仲介業者を通じて、土地(更地)を購入しましたが、近所の人から、その土地に「昔、建っていた建物内で自殺があったよ」と聞かされました。
仲介業者に確認をしてみたところ「自殺があったのは事実です」と肯定しましたが、同時に「既に建物が取り壊されているので説明義務はありません」と言われました。法律的には分かりませんが、同じ敷地の中で自殺者が出ていたことを考えると、そのまま住み続けることは心理的に難しいです。
契約解除や、売主や仲介業者に損害賠償請求をすることは出来ないのでしょうか?
契約解除の主張や、損害賠償を請求するには、当該自殺が心理的瑕疵に該当する必要があります。
自殺が心理的に該当するかどうかの判断
法律的には細かいことが決まっていませんので、本当に白黒つけようと思うならば、裁判所の判断を仰ぐしかありません。裁判所では、以下のようなことが判断材料となります。
・自殺があったのが何年前のことか。
・どういった亡くなり方だったのか。
・建物が取り壊されているかどうか。
・近所の住人の認知度(噂)はどの程度あるか。
・購入者が購入した目的。
過去の裁判事例
自殺のあった建物が取り壊されている場合、建物が残っている場合に比べて、心理的嫌悪感はかなり薄れると判断されており、心理的瑕疵とは認められなかったケースがあります。

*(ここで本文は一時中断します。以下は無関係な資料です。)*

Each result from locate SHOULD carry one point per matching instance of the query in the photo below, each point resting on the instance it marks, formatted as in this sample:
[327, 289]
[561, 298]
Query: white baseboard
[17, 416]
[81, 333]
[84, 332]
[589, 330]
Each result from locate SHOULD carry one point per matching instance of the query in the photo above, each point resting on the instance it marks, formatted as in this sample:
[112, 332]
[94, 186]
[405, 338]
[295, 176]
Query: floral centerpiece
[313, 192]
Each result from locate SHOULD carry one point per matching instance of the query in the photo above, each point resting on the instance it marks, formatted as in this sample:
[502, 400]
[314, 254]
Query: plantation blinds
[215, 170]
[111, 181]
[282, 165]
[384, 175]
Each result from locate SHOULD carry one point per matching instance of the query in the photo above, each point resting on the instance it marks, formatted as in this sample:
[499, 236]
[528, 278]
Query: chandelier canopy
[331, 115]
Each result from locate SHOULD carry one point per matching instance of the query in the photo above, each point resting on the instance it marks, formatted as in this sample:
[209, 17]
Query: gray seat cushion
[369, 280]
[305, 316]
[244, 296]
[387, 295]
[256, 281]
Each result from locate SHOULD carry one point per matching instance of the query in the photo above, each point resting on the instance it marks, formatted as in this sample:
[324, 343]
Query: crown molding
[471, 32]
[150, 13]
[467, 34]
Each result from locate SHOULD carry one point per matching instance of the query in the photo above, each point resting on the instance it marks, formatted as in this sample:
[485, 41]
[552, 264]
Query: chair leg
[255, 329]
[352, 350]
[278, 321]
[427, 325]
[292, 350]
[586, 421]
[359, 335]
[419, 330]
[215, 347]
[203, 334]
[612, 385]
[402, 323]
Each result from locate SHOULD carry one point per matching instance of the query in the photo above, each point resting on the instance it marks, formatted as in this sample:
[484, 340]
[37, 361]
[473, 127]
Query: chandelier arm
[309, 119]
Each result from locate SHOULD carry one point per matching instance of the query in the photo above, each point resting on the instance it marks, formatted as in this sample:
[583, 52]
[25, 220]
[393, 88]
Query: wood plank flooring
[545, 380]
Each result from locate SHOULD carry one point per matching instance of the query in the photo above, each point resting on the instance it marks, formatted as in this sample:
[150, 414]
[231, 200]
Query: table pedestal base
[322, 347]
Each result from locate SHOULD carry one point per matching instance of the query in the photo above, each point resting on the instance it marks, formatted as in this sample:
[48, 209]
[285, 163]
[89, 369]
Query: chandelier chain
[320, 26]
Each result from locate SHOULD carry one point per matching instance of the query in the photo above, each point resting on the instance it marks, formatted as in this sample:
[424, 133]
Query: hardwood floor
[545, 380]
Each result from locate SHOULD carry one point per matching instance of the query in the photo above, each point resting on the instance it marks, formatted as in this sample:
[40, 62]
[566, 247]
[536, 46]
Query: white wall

また、心理的瑕疵による裁判例では、売買契約の解除までは認めず、損害賠償請求を認める判決が多く出ていることから、仮に裁判上で「建物が取り壊されていたとしても心理的瑕疵がある」と判断された場合においても、売買契約の解除が認められる可能性は極めて低いものと考えられます。
結論
本件では、特殊な事情が無い限り、売買契約の解除は認められないと考えられます。損害賠償請求については、自殺があってからの年数や、その他の事情によって、認められる可能性はあります。